In order to improve the quality of reconstructed PET images, we will develop and evaluate advanced spatiotemporal models to describe radiotracer distribution that are specifically designed for application in oncology. The particular challenges associated with this are the estimation of an input function and the effects of hypoxia and diffusion on tracer distribution.

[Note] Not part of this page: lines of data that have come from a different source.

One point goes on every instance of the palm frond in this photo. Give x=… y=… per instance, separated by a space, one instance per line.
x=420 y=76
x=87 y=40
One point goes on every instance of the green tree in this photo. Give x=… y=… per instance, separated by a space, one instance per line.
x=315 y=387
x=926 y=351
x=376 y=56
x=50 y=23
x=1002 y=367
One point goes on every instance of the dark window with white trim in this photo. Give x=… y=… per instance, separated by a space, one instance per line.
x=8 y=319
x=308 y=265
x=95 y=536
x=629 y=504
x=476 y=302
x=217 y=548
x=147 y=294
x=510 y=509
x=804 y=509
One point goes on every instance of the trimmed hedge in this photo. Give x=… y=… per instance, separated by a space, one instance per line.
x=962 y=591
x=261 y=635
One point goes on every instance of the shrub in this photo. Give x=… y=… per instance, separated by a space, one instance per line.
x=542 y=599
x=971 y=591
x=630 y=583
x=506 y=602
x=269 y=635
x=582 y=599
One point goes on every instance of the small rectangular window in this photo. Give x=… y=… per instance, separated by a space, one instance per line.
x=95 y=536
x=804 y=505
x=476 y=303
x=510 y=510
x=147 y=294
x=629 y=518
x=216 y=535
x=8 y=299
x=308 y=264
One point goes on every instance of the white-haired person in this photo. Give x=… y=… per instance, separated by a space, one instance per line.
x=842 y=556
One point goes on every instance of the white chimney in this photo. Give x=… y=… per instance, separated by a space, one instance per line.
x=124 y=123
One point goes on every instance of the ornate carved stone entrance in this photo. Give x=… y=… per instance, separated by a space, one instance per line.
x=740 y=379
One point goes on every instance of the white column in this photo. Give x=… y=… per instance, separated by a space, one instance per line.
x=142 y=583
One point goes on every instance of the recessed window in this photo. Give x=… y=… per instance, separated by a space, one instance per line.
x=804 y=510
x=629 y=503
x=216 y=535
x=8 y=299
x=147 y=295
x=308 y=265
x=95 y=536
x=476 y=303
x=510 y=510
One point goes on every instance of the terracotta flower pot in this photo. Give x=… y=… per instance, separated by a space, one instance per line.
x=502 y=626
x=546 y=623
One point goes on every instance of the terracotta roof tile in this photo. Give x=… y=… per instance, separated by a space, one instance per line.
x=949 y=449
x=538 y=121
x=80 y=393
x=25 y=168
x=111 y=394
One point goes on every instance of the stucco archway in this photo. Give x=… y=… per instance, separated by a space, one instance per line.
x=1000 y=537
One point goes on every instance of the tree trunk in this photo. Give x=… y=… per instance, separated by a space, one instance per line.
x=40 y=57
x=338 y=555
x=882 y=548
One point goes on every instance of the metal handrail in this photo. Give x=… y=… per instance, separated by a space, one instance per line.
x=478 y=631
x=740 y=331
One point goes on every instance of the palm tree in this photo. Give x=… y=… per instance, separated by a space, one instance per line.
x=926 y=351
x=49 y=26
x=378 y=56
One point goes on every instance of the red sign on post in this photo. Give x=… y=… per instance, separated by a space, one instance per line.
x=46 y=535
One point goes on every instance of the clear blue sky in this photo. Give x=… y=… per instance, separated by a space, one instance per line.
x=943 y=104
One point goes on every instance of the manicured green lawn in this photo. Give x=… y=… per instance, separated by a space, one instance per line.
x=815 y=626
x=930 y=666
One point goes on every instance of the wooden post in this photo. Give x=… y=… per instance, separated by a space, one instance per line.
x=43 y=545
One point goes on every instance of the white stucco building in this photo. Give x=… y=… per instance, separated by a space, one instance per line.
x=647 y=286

We will develop, validate and qualify statistically robust techniques for identifying tissue subtypes across individuals using multimodality data, and qualify these tissue signatures using immunohistochemical and genetic analyses. Initial studies to statistically combine data will focus on existing brain data sets with anatomical, diffusion weighted and dynamic contrast MR. The approach will then be extended to encompass PET data, evaluated in tissues affected by physiological motion. Neuro-oncological MR data will enable us to validate and test our methods.
We will integrate serial clinical imaging and biopsies (including liquid biopsies) with the aim of detecting and unravelling response/resistance induced changes to both novel agents and repurposed drugs. Immunohistochemical and genetic analysis - whole genome sequencing, whole exome sequencing and RNA sequencing - of biopsies will be used to qualify imaging biomarker based classifications. This will allow development of optimised and reduced clinical imaging protocols. The multi-dimensional data (genomic, automated microscopy-image analysis and radiological images) will be integrated by developing a robust integrated database and analysis pipeline with proper visualisation tools to give a systems view of cancer at diagnosis and as it evolves in response to treatment.
Heterogeneity in drug delivery represents an important mechanism of treatment resistance. We will focus initially on preclinical and clinical studies in the brain to establish analytical and imaging approaches to allow investigation of drug delivery and the interactions with radiotherapy and molecularly targeted agents. Depending on results, we anticipate the development of clinical studies in primary lung and cerebral metastatic disease.
A study in breast cancer will use clips placed during surgery to correlate 3D imaging data – including MR and PET - with histological maps of hypoxia, angiogenesis and proliferation. The use of different multiple signals should allow a closer approximation to the “ground truth” of the current biological status in different regions of a tumour.